= Mark Gerard =

Mark Gerard (6 October 1934 – 21 June 2011) was an American equine veterinarian. He was born in Brooklyn, New York, and graduated from Cornell University.

As a student, he worked as an exercise rider for, among others, Hall of Fame trainer James E. Fitzsimmons.

Gerard started practice as a veterinarian for racehorses, some highly successful ones, such as Canonero II, who won the Kentucky Derby; he also cared for Triple Crown winner Secretariat. In 1977, he masterminded a highly publicized scandal involving horse switching. He had imported two horses from Uruguay, a champion named Cinzano, and the much cheaper Lebon. After Lebon had under-performed in his earlier races, Gerard ran Cinzano under Lebon's name. Entered as "Lebon", Cinzano subsequently won as a 57-1 outsider, at New York's Belmont Park, and Gerard collected a $77,920 winning on a bet.

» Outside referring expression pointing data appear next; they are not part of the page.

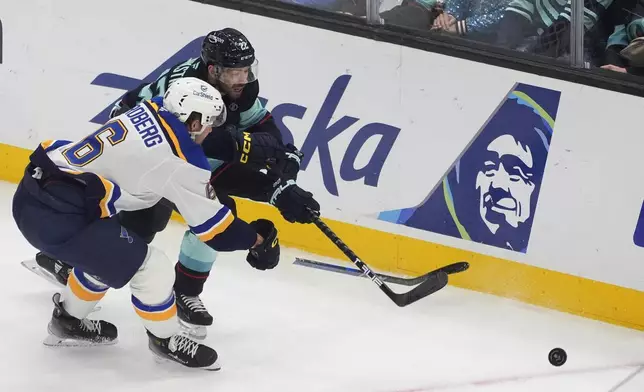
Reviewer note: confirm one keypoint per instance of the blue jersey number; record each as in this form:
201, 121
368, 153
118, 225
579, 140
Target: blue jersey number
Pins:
90, 148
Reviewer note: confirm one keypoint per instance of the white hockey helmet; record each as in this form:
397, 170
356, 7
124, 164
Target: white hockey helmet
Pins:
192, 95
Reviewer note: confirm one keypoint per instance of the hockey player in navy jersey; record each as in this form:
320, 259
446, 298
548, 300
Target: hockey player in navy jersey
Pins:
68, 202
228, 63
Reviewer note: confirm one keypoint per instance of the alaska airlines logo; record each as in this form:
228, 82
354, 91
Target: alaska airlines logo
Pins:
318, 137
490, 193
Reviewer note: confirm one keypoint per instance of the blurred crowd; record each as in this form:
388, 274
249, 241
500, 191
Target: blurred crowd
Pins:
613, 29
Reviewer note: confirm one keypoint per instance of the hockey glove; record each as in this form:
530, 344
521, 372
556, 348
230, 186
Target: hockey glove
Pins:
119, 108
267, 254
290, 167
294, 202
259, 150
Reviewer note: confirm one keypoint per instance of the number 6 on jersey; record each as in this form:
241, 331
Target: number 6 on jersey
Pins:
91, 147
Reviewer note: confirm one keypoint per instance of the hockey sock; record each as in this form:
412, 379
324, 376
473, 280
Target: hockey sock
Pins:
188, 281
160, 319
195, 255
82, 293
152, 295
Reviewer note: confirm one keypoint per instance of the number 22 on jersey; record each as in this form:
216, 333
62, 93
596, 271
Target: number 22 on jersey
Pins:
91, 147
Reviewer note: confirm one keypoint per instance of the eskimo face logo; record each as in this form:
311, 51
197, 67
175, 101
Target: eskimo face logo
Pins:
505, 183
490, 193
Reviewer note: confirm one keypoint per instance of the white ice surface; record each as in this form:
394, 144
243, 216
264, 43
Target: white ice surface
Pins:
300, 329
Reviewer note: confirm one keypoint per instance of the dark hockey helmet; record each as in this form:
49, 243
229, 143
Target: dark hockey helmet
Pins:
229, 50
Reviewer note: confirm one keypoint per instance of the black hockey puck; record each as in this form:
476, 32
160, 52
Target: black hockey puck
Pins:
557, 356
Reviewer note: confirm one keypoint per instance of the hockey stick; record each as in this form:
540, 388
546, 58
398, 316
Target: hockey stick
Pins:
433, 282
448, 269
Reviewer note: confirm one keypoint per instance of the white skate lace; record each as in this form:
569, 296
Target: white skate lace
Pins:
194, 303
91, 325
183, 344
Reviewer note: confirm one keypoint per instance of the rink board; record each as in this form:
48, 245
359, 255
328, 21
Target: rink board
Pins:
395, 142
408, 256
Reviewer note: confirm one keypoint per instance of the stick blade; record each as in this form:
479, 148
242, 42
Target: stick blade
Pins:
434, 282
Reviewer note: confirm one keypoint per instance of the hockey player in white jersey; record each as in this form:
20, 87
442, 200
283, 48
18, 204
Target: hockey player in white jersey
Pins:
67, 201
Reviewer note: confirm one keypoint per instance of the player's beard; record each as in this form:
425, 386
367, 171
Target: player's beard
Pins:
235, 91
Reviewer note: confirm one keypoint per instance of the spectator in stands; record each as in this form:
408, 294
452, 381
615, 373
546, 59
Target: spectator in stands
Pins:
543, 26
412, 14
625, 48
474, 19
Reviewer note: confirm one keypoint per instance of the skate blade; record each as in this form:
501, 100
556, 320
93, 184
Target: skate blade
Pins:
161, 360
32, 266
198, 332
56, 341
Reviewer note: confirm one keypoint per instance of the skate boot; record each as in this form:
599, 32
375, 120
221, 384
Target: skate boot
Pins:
182, 349
193, 315
49, 268
66, 330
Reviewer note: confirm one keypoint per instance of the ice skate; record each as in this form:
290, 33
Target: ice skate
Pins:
184, 350
53, 270
66, 330
193, 315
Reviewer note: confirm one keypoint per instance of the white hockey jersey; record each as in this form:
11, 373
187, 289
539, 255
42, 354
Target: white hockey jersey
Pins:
144, 155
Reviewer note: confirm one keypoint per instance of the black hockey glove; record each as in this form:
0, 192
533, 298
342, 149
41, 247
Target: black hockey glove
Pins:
267, 254
259, 150
294, 202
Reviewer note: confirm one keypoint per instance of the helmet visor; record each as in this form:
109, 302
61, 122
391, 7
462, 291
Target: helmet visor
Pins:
238, 76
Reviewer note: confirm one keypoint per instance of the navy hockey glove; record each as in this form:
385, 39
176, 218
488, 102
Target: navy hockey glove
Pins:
259, 150
267, 254
294, 202
291, 164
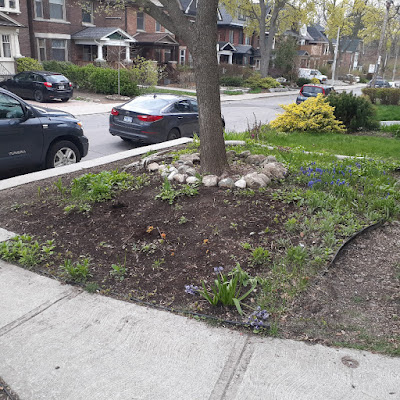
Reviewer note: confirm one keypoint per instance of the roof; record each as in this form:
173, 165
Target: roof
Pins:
159, 37
101, 33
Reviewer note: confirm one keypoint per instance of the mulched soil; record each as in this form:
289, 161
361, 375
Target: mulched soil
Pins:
356, 302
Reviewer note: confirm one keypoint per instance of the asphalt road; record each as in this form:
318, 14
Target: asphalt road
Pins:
239, 115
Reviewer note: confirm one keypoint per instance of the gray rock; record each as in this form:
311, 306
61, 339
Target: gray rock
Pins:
254, 180
181, 178
241, 184
210, 180
153, 167
255, 159
244, 154
274, 170
192, 180
227, 182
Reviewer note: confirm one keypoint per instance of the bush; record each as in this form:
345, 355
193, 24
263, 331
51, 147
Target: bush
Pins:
236, 81
356, 112
28, 64
105, 80
255, 81
386, 96
303, 81
312, 115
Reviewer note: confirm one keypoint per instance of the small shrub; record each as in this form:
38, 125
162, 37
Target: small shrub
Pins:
312, 115
236, 81
303, 81
28, 64
356, 112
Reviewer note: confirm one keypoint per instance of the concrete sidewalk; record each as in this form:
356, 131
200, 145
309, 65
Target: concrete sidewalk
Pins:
58, 342
86, 107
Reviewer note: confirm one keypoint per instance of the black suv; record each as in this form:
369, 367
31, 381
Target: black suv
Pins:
39, 86
37, 137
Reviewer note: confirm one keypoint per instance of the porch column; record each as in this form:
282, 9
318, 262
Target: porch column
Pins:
99, 53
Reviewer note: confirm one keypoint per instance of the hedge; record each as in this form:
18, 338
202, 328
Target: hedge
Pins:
386, 96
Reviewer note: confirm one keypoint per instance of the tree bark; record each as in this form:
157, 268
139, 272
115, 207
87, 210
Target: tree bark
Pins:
201, 38
204, 51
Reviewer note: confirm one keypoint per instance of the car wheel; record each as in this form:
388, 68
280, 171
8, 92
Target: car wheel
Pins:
173, 134
38, 96
62, 153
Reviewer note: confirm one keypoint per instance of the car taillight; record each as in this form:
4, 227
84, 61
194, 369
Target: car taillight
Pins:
149, 118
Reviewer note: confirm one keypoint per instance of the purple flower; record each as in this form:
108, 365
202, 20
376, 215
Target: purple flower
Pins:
190, 289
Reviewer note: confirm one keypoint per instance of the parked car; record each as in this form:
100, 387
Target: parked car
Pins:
310, 90
39, 85
155, 118
37, 137
379, 83
312, 73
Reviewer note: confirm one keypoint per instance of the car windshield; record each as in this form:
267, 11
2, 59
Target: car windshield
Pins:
146, 104
56, 78
311, 90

Later, a Uruguayan journalist recognized the horse as Cinzano from a newspaper photo, and an investigation was started. The story was broken in the States on October 21, 1977, by News Worlds racing editor, Daniel Keating in New York. When John Piesen of the New York Post told Keating that he had broken a story on October 23, Keating told him he broke it two days ago. Keating also asked Rupert Murdoch to cease claiming the Post had broken the story. Nothing happened. In September 1978, Gerard, represented by attorney F. Lee Bailey, testified that Lebon had "died in an accident at Gerard's New York farm the day he and Cinzano arrived from Uruguay", and his wife testified that she had switched horses without his knowledge. Gerard was convicted of fraud, then fined $1,000 and sentenced to one year in prison, which was shortened on appeal by four months, but was not required to forfeit any more of his winnings.